Another passing touch of her hair, just a whisper of a touch as his finger brushed across her forehead, leaving a tingling feeling where it had been.
‘If you weren’t talking to Andy about us, then what were you talking to him about?’ he persisted, not letting her off the hook. Her eyes darted to his, and darted away, unable to withstand the brooding intensity in his gaze.
‘Art.’
‘At that hour of the night?’ He laughed, amused and disbelieving, and she glared ferociously at him in response. ‘Pull the other one.’
‘The world, believe it or not, Curtis Greene, does not revolve around you. Conversations can be generated about any number of things in which you don’t feature.’ He was still smiling at her, and she wished that she could think of something pithy that would wipe the smile off his face. She knew how he was interpreting events, throwing her into the role of emotionally hijacked woman who was so consumed with passion for him that she had to pour her poor little heart and soul out to someone in the middle of the night.
‘And why did you storm out when you saw us together?’ she threw at him, taking random aim and unconsciously hitting the right target. ‘Were you jealous?’
The sudden dark flush that spread across his cheeks was answer enough, and she was momentarily silenced by it. Silence was dangerous though. Even as dangerous as his nearness, because it emphasised the frantic beat of her heart and tightened the tension between them until she could almost hear her nerves beginning to shred.
‘Would you believe me if I told you that I was?’
‘Yes,’ Jade answered promptly. ‘I’m sure you would be, because you don’t mind letting go. You just find it galling if the tables are turned.’ She expected to find some answering glimmer of assent in his eyes, but instead she saw nothing. He just continued to stare at her, as though he wanted to eat her up with his eyes. It gave her the most peculiar sensation. One of being possessed. She wasn’t sure that she liked it. Possession was too closely linked with lust, as far as she could see, and lust was the thing that had ended up coming between them and turning her world on its head.
‘You’re right. I was jealous. In fact, I wanted to rip his legs and arms off.’
Jade squirmed in the face of this raw, naked emotion. No, she was not going to let herself be persuaded by it. No, she was certainly not going to get turned on by it. In fact, she ordered her body to listen to her brain, but the sudden heavy ache in her breasts and the throbbing in her groin was evidence that her body, as usual, had decided to go its own way, irrespective of her commands.
She licked her lips nervously and let her eyes slide away from his, down to the carpet, where they remained fixed and unseeing.
‘Jealousy is a very unhealthy emotion,’ she muttered thickly, kicking her bare toe into the carpet and watching it deepen the colour of the pelt.
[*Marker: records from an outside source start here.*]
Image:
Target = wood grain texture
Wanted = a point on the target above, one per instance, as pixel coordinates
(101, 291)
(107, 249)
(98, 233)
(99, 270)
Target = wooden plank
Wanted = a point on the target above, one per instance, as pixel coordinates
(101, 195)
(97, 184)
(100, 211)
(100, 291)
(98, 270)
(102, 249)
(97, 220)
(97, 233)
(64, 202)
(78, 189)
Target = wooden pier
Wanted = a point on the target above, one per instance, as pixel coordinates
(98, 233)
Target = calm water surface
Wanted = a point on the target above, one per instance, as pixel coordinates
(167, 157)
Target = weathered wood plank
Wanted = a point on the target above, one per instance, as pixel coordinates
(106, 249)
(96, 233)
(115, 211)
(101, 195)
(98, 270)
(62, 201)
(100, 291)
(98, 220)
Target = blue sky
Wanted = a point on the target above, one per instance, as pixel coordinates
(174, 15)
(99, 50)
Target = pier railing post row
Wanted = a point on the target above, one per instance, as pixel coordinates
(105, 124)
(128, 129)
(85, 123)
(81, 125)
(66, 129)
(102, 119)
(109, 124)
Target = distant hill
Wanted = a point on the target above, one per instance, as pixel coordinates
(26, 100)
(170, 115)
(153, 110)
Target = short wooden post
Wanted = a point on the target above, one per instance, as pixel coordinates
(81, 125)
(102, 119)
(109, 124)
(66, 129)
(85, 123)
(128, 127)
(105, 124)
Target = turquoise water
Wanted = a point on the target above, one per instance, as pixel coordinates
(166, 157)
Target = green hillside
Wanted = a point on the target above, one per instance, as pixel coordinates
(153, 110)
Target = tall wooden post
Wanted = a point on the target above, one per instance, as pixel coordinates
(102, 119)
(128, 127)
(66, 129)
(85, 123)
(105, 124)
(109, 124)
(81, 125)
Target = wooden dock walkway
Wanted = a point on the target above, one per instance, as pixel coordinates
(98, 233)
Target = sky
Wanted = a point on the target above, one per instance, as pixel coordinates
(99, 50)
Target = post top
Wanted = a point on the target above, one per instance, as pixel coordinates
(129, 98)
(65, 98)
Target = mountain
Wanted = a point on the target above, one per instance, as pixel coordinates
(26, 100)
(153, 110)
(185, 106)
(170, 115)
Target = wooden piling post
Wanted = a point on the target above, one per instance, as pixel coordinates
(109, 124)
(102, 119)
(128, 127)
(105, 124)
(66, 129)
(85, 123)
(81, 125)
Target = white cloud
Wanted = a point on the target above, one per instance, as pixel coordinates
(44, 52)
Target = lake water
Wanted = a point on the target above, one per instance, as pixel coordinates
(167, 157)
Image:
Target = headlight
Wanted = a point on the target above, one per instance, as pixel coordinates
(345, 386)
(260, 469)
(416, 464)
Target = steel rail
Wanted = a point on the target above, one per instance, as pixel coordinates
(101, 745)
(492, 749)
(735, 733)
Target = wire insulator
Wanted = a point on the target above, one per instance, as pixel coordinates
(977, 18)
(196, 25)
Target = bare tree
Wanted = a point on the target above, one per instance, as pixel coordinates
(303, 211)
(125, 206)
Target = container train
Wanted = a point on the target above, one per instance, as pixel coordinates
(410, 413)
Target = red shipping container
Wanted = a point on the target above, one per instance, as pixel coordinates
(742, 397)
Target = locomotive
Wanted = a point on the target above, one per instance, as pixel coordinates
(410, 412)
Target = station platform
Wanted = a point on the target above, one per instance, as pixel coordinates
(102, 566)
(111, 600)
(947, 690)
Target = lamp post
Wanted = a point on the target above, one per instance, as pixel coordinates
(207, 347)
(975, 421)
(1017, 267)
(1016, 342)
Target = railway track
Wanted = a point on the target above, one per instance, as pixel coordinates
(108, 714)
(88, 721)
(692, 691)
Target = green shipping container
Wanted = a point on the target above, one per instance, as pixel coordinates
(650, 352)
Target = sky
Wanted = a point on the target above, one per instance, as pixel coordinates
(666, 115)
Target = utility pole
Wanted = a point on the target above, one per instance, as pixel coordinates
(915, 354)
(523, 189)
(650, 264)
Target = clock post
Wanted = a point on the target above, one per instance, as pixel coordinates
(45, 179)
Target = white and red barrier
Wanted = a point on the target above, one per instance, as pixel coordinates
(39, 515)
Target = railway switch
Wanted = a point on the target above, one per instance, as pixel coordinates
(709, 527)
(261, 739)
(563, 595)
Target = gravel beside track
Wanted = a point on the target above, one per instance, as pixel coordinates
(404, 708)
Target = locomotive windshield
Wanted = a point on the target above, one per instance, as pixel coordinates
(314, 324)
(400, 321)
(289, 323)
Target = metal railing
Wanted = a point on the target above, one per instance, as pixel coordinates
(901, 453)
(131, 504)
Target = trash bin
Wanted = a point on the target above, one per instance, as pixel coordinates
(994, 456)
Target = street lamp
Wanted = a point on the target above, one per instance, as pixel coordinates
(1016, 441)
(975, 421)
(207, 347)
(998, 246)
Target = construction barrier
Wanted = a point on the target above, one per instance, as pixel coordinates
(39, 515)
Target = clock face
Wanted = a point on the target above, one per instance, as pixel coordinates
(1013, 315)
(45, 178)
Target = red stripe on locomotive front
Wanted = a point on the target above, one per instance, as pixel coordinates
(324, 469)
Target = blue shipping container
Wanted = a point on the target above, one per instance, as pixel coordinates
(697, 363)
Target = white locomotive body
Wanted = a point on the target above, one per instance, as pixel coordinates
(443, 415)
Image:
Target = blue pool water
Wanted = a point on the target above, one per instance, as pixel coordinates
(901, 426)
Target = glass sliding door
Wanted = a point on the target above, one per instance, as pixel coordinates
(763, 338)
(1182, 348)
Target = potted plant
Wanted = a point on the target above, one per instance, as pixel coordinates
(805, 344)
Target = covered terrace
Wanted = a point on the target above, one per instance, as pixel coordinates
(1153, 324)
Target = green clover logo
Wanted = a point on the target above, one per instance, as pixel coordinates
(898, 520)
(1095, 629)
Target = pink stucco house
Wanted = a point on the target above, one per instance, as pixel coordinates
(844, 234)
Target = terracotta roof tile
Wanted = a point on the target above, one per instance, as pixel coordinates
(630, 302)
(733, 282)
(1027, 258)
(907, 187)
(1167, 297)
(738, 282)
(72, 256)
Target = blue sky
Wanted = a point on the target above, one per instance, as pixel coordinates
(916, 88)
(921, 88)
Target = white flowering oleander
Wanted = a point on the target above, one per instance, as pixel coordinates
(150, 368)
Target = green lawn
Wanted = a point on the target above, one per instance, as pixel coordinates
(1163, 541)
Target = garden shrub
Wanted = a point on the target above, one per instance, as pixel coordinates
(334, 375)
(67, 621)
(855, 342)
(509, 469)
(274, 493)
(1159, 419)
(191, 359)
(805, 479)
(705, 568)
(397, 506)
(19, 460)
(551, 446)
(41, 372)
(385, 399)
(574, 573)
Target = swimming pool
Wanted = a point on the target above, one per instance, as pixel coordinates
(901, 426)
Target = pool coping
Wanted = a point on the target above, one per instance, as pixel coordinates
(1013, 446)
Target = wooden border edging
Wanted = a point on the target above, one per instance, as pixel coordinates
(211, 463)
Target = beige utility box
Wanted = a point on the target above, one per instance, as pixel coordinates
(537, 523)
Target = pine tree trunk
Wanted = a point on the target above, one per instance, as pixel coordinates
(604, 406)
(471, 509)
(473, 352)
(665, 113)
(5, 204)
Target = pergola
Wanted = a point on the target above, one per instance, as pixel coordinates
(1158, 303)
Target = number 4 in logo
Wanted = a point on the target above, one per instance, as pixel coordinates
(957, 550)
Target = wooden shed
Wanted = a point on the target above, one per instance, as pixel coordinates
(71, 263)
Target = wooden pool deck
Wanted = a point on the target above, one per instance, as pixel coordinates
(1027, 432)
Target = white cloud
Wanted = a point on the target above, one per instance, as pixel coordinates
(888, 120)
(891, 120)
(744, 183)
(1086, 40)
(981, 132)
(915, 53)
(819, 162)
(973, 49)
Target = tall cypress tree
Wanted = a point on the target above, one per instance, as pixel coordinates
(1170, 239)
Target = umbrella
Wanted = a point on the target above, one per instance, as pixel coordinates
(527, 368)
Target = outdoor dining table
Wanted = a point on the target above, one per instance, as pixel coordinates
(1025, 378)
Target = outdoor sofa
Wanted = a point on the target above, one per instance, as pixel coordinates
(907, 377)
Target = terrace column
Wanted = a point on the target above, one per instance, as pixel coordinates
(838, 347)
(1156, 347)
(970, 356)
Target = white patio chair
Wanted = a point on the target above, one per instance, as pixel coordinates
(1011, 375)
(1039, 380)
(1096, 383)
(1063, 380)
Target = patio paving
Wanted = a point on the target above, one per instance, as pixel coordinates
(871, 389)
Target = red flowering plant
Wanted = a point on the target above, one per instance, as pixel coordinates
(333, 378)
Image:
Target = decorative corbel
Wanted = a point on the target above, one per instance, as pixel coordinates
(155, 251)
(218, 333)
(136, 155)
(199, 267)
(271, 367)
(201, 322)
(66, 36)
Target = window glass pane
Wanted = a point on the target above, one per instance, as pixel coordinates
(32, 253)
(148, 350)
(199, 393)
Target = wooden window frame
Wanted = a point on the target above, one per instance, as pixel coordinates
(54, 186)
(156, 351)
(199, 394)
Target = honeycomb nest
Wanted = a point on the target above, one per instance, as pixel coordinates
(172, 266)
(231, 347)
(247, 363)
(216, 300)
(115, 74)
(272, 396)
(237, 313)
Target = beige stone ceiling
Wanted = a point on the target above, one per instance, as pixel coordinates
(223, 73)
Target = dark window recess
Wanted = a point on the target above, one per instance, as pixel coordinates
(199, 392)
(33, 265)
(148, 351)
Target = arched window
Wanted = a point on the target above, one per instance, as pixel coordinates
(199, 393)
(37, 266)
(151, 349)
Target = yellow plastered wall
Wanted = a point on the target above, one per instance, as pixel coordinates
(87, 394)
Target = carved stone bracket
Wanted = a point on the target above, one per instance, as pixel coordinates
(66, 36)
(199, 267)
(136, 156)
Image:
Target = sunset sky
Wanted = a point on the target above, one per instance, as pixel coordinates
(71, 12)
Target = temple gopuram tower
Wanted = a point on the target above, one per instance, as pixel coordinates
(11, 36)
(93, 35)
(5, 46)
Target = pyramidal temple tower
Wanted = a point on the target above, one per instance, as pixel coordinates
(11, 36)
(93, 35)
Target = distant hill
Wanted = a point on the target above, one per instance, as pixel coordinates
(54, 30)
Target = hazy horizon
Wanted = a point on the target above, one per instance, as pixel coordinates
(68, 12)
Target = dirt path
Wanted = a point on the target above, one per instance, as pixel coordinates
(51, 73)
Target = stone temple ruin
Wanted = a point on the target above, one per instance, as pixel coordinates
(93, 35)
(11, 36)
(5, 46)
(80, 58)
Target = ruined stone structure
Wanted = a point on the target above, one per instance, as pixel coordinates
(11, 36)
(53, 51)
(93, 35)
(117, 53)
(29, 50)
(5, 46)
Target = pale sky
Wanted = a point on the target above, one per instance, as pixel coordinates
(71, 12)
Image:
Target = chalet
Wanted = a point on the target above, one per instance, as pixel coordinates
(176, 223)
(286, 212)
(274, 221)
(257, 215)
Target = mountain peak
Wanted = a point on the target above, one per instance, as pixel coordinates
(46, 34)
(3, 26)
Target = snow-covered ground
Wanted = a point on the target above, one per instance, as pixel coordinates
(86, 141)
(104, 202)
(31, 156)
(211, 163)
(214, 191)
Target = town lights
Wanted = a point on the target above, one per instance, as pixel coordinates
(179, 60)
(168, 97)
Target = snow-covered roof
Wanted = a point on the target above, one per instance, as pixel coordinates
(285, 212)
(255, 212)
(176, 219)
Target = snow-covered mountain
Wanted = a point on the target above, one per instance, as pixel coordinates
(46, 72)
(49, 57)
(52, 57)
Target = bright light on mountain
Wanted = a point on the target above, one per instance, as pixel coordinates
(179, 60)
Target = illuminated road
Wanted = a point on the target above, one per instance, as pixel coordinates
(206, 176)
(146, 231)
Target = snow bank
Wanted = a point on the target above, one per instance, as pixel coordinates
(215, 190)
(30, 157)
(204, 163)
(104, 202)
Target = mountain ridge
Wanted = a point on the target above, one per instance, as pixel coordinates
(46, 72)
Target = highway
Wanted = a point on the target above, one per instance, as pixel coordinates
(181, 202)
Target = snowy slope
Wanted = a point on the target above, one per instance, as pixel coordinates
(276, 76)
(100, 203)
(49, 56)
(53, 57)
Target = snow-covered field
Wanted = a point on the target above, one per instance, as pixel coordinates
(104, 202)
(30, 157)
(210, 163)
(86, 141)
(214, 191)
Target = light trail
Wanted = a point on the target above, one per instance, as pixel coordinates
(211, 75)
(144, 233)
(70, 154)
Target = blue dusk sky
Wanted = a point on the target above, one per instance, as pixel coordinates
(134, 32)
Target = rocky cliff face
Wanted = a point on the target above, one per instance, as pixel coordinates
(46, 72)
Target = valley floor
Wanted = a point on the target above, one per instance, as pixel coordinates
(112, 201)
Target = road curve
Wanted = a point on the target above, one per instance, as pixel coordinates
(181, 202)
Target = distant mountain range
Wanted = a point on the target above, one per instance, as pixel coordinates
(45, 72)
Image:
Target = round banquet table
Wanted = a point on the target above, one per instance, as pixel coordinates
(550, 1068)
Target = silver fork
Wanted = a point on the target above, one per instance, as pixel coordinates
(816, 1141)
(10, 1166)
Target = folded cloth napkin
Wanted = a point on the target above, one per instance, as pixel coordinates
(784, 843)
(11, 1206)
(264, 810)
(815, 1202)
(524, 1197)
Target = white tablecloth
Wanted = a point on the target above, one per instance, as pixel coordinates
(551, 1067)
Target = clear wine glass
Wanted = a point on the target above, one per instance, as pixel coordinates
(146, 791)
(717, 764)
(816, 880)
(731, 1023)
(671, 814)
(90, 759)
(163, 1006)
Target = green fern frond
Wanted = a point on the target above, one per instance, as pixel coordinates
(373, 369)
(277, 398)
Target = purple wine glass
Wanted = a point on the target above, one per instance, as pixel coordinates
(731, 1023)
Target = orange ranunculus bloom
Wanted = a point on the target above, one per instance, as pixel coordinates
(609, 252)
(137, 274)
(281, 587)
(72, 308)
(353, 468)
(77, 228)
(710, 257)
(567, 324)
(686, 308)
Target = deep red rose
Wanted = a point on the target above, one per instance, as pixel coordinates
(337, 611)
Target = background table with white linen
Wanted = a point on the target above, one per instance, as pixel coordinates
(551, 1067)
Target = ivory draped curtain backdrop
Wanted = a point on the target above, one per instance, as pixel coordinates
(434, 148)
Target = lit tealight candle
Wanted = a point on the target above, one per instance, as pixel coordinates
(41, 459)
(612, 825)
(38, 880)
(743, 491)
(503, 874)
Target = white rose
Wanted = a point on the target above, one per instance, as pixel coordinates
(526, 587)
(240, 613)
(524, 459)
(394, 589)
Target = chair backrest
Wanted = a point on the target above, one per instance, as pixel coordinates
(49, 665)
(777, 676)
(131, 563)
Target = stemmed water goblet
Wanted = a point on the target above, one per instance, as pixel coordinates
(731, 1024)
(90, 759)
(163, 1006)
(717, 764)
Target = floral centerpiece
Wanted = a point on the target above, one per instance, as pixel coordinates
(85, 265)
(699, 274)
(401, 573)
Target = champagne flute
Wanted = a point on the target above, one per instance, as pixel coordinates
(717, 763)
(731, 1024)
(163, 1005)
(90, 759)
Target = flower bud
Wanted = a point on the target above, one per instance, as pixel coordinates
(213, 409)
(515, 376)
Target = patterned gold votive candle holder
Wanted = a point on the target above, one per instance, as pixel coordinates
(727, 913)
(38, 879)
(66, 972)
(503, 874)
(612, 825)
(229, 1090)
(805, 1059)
‘It certainly would have been if I’d followed my instincts, but I didn’t. Shall I tell you something?’
He was doing it again. Stroking her hair. She shifted slightly, but his fingers followed the movement of her body and she lacked the will to pull away again. She liked him doing that. She liked him touching her. Wasn’t that why she had spent an hour with Andy, verbalising all the reasons why she couldn’t go through with the marriage arrangement he had proposed? Because she had hoped that hearing her reasons spoken out loud might convince her that the thread of temptation snaking through her was a lost cause?
‘What?’ she heard herself ask.
> ‘It was something of a relief.’
‘What was?’ Her eyes inched away from the fascinating sight of her toes to the bottoms of his trousers. If they travelled much further they would hit his thighs. She kept them firmly rooted to his calves.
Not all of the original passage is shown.